Ellen Langer had a message for the world's elite in Davos: get 'mindful', and you will be more successful in your job, live longer, be more attractive and even get on better with your dog.
'Almost all of us is mindless, and oblivious to it,' Langer, a Harvard social psychology professor, told AFP at the World Economic Forum, an annual gathering of the world's political and business big-hitters high in the Swiss Alps.
AdvertisementMuch of what we think we believe, we learned as a child, and to lead a fuller life you should never stop questioning what you do and looking at things in a new light, she says.
'I don't know about you but if you think you've all grown into such magnificent people, it may be a little scary to learn that much of what you are doing, seeing and believing is a function of your very young self,' Langer said in a talk to a small and varied Davos audience.
Your mind plays tricks on you as a result, often to your detriment, as Langer's many examples from three decades of research show.
In her most recent study, she divided in two a group of 50 chambermaids -- workers with a strenuous job -- all of whom she says were under the misconception that they were doing no exercise.
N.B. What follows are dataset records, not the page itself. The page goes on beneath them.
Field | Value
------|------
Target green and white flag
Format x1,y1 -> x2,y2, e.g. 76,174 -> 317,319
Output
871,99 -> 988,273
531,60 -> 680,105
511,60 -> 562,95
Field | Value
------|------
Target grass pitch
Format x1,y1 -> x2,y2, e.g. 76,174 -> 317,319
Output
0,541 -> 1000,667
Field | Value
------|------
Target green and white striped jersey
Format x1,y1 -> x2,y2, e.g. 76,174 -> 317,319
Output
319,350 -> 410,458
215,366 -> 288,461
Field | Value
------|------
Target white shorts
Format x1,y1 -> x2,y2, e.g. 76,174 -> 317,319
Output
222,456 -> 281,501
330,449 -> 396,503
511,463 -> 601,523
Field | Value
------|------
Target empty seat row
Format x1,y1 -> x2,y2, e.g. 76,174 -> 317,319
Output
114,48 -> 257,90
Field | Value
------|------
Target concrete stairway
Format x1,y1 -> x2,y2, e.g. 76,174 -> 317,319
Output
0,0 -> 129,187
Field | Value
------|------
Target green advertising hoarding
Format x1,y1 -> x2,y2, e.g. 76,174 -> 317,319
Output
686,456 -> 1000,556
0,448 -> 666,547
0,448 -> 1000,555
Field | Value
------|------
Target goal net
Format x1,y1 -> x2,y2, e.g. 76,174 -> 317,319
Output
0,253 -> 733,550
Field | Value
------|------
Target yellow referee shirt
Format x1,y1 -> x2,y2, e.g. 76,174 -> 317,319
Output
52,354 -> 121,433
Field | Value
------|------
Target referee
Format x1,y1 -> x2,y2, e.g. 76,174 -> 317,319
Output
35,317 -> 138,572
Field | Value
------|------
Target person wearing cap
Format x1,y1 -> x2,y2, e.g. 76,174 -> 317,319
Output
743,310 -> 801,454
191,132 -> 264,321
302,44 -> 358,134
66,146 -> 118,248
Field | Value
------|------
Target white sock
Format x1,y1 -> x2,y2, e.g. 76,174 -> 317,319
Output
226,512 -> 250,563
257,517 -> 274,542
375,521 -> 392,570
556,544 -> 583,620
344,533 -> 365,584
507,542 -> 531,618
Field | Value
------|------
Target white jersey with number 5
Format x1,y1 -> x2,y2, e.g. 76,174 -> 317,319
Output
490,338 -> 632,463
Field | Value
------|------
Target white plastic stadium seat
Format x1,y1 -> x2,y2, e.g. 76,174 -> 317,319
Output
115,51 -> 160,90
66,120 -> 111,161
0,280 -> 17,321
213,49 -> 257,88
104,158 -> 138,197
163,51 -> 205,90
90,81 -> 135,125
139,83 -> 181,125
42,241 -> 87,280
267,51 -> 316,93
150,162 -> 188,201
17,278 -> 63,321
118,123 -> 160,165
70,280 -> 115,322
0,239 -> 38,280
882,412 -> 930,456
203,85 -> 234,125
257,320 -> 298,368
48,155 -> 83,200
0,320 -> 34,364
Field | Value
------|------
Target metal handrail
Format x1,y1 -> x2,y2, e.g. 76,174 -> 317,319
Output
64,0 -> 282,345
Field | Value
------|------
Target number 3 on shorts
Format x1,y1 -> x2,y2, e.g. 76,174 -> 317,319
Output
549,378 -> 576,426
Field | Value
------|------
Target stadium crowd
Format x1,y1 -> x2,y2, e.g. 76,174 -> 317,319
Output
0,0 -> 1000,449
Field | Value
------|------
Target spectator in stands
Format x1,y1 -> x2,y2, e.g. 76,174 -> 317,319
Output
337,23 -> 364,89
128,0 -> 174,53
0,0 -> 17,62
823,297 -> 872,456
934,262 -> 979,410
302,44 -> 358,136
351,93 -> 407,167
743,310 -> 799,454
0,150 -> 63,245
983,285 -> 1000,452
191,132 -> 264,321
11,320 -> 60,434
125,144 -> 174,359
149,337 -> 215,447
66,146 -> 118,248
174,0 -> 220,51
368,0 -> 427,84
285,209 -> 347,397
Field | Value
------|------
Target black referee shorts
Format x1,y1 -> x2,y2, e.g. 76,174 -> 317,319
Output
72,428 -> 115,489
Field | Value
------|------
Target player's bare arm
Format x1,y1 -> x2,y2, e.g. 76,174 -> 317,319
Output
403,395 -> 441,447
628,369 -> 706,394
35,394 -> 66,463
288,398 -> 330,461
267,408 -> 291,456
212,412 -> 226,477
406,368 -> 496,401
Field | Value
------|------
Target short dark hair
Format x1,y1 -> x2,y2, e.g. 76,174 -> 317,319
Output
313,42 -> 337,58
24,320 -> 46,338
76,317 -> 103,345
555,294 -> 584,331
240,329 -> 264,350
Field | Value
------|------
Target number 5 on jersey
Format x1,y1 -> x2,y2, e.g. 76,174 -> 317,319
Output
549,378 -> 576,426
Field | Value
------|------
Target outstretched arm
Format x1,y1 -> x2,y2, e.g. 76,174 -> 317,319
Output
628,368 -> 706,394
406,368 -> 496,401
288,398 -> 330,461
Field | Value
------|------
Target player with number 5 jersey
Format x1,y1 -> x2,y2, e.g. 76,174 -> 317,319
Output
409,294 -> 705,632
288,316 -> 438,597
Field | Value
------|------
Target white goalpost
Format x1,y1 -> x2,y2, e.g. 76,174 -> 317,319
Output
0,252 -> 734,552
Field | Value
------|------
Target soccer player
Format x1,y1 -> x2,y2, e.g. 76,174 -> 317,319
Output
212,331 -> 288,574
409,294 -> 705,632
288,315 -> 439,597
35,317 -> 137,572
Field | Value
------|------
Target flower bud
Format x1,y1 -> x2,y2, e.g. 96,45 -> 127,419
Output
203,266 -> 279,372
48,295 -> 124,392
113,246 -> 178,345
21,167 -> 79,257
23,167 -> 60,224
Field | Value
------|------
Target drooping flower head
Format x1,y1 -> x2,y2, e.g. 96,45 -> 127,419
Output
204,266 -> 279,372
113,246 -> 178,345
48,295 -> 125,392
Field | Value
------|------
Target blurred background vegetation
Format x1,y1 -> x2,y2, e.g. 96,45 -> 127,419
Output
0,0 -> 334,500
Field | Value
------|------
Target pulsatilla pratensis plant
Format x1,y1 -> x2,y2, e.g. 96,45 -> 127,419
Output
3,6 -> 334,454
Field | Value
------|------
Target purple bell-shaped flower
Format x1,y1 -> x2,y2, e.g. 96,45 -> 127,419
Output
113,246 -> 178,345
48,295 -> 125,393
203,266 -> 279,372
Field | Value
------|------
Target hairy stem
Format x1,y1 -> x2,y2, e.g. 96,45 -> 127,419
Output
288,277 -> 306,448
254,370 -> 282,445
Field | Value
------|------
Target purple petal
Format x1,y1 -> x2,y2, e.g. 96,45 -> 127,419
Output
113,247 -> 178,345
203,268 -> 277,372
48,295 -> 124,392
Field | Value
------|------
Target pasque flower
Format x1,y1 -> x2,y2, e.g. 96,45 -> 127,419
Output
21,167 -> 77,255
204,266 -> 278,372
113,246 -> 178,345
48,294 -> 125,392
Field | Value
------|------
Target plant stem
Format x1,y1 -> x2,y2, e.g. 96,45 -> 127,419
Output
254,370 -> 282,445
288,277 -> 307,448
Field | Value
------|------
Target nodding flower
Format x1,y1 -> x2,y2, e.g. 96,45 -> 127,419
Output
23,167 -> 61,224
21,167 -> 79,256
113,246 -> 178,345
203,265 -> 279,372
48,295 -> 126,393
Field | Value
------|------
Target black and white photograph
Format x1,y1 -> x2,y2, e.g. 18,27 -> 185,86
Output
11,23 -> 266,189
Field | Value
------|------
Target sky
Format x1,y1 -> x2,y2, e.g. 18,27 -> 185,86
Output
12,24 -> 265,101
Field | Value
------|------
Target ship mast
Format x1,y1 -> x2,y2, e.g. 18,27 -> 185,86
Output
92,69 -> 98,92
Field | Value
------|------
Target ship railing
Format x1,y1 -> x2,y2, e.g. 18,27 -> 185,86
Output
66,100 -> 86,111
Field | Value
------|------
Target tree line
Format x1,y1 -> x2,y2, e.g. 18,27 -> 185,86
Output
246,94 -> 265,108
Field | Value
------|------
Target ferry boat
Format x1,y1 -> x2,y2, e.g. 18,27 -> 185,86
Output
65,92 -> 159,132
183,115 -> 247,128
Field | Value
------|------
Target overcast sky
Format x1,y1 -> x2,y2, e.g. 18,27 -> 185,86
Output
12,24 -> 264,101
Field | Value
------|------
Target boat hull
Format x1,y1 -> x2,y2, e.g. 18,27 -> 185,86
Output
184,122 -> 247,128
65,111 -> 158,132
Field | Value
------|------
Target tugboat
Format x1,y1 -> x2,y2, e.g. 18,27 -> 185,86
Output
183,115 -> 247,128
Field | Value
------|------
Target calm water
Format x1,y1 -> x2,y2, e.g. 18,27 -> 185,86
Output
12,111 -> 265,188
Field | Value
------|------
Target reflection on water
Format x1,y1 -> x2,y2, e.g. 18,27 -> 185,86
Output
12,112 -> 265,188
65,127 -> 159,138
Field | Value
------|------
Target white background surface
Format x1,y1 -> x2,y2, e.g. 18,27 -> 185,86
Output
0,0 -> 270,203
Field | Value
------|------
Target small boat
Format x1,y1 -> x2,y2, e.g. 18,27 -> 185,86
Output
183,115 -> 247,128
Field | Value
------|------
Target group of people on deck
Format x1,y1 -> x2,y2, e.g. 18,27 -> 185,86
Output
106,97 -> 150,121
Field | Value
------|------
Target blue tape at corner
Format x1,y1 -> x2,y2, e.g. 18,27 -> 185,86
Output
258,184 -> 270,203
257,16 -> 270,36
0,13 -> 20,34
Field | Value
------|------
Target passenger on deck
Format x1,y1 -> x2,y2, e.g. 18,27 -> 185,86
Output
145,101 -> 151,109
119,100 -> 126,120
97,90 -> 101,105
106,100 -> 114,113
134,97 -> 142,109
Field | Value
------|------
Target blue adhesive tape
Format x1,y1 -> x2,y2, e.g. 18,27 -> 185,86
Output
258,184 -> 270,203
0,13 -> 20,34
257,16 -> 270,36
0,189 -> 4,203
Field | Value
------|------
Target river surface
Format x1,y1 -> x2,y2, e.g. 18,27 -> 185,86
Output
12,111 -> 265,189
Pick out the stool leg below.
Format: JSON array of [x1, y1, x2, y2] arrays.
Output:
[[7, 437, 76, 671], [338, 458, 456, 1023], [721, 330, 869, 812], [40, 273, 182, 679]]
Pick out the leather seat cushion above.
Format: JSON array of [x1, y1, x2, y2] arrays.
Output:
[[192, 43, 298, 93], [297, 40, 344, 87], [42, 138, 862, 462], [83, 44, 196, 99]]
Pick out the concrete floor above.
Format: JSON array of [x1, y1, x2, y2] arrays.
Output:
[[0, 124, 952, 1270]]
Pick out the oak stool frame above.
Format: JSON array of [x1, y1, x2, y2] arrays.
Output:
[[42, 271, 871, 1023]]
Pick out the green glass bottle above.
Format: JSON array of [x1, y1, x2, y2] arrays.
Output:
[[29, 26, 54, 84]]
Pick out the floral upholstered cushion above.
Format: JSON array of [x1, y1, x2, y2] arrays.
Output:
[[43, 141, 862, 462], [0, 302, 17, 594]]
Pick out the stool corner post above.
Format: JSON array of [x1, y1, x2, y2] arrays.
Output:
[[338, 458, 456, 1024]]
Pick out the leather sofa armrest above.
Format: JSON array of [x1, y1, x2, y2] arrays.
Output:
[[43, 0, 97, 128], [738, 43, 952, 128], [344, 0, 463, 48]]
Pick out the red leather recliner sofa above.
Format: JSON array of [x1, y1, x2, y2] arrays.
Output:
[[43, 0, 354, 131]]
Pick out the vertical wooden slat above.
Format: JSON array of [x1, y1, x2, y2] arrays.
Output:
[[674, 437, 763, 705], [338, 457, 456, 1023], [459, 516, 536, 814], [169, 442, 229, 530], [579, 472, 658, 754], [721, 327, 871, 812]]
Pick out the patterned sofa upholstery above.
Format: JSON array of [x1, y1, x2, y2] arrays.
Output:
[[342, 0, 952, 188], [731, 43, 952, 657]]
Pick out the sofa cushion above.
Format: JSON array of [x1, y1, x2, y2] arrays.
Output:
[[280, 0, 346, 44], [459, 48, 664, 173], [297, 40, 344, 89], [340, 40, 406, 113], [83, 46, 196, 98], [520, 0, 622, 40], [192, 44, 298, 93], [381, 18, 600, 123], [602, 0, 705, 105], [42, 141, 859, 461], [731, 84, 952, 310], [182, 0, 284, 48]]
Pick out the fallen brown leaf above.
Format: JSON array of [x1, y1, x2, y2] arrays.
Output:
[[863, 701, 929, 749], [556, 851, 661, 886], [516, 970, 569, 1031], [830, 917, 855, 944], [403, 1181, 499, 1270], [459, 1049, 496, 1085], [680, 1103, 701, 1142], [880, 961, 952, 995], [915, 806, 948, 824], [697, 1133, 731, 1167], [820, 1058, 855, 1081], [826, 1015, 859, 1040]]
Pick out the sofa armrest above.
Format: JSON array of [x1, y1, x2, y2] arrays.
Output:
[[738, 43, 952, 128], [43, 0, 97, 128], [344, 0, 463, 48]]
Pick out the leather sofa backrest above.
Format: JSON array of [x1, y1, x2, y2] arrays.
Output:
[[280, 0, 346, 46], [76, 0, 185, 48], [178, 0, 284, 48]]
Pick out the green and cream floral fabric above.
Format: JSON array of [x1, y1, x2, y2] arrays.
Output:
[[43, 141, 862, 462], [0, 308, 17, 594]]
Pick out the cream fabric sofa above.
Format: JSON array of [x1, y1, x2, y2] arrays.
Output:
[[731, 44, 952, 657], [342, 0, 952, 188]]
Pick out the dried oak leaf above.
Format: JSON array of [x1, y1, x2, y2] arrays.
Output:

She then explained to half of them how much they were in fact doing. The other half she left alone.
A month later Langer came back and found that the health of the first half had improved -- and with no discernable change in lifestyle and diet -- while the second group had stayed the same.
'We find a loss of weight, loss of waist-to-hip ratio, loss of Body Mass Index -- in significant numbers even though they're not enormous -- and a drop in blood pressure,' she says.
'That was the result in a change in mindset.'
Eyecharts at the doctors are usually arranged with large letters progressively getting smaller as you read, creating the expectation in the mind that soon you're not going to be able to make out any more letters.
Langer redesigned the eyechart, with small letters going to larger letters, creating the expectation that soon you will be able to make out the letters.
'What do we find? People can see what they couldn't see before,' Langer says.
Being 'mindful' can increase health and wellbeing on a host of measures, her three decades of research have shown, from confidence, creativity, and charisma to attention spans, leadership and productivity.
And everything from arthritis, stress and alcoholism to burnout, symptoms of disease to accidents fall, she says.
And it can also improve the reaction of others to you, whether they be customers, colleagues, potential partners, children or even animals, she told her audience.
So how do you become mindful?
'The concept itself is very simple, it is the act of noticing new things. That's all,' Langer says.
'What you have to do is throw yourself into some new activity. In my case it was painting. If you throw yourself into it you will feel that feeling of full engagement. That's the way you should feel all the time. Everybody gets that feeling but they think that that is unusual.
But it's not what you do but how you do it, she warns: 'You can watch TV mindfully but you can read Dostoyevsky mindlessly.'
Sessions in Davos are mostly more mundane in nature -- sovereign wealth funds, future trends in mobile technology, ethanol biofuels and the like -- and Langer's talk drew a crowd wanting some light relief.
'I have been in lots of heavy duty sessions this Davos. This is my fun one,' said Mark, a Texan software marketing executive sporting a bow tie.